Search code examples
azure-data-factoryazure-cosmosdb-sqlapiazure-data-lake-gen2

stuck with basics of ADF pipeline


I have just started with ADF development, and I am stuck with the following requirement.

  • source - cosmos db collection
  • target - azure data lake gen2 storage
  • requirement - 1. read a cosmos collection 2. FOR EACH RECORD in the query output, create separate output files in data lake gen 2 storage 3. from same query output, create ANOTHER SINGLE FILE with fields separated by pipe character(here I need to transform the JSON query output to a tabular pipe delimited data structure)
  • the place where I am stuck - to read from cosmos collection, I have used a copy data activity, however I do not understand what to put in the sink of this activity in order to pass the query output to the next activity(for-each or another copy activity)

Solution

  • You can use the combination of Lookup activity to get the collection, CopyActivity to write files to ADLS.

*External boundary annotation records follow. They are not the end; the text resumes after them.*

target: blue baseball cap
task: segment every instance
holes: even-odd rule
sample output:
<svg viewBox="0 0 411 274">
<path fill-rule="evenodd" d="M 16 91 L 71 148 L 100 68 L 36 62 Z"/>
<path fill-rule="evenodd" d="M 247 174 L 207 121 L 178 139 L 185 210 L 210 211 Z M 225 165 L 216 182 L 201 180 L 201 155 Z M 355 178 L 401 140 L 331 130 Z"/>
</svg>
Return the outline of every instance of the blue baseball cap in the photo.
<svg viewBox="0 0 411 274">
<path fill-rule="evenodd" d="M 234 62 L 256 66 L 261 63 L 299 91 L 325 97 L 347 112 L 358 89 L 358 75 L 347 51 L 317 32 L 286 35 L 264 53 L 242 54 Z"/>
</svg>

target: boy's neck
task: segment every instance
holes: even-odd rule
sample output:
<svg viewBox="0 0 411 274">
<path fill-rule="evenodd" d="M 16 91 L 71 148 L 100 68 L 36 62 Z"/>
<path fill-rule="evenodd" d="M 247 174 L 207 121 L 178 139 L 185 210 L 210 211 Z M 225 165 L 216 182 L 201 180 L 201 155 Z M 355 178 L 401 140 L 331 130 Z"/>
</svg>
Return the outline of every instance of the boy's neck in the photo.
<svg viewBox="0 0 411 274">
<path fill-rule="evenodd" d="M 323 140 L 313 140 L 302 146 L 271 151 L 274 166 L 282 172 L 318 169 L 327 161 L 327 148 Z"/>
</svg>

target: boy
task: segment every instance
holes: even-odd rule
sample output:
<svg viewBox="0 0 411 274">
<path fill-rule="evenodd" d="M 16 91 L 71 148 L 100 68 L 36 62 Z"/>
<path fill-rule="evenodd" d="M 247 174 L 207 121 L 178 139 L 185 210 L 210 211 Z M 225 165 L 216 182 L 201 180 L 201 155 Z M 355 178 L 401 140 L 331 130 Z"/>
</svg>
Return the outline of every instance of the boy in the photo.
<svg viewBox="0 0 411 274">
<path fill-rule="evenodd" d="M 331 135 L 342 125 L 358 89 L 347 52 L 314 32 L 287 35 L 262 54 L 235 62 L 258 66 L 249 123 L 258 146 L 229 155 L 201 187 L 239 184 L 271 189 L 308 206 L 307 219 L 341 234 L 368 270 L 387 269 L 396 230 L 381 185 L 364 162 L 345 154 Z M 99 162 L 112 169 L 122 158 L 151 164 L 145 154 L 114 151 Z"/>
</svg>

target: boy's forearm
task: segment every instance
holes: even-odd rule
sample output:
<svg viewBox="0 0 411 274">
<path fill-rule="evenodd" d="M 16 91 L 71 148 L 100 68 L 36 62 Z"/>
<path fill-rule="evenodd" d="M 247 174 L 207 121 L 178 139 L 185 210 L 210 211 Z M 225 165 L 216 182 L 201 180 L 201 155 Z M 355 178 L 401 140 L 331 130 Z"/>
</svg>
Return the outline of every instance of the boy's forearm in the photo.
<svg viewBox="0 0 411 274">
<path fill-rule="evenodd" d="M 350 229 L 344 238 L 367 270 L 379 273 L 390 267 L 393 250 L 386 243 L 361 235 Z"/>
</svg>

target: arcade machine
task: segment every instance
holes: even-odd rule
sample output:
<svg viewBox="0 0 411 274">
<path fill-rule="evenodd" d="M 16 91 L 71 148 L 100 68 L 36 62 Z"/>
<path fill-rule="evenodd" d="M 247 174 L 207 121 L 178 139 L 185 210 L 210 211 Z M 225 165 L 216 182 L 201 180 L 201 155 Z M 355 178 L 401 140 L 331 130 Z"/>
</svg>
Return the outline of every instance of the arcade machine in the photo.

    In the below example, I have used a field in the record a parameter to iterate over each record i.e @string(item().CustomerID), but you can use as per your collection. And modify the query as per your need.

    (requirement no. 1)

    CosmosDB source query:

    @concat('select * from c where c.CustomerID = ',variables('ids'))
    

    Then make sure you have the right files extension mentioned in the sink properties and corresponding dataset properties as well. I have used .tsv with pipe(|) delimited and another is a .csv file. (as per your requirement no. 2 & 3)

    enter image description here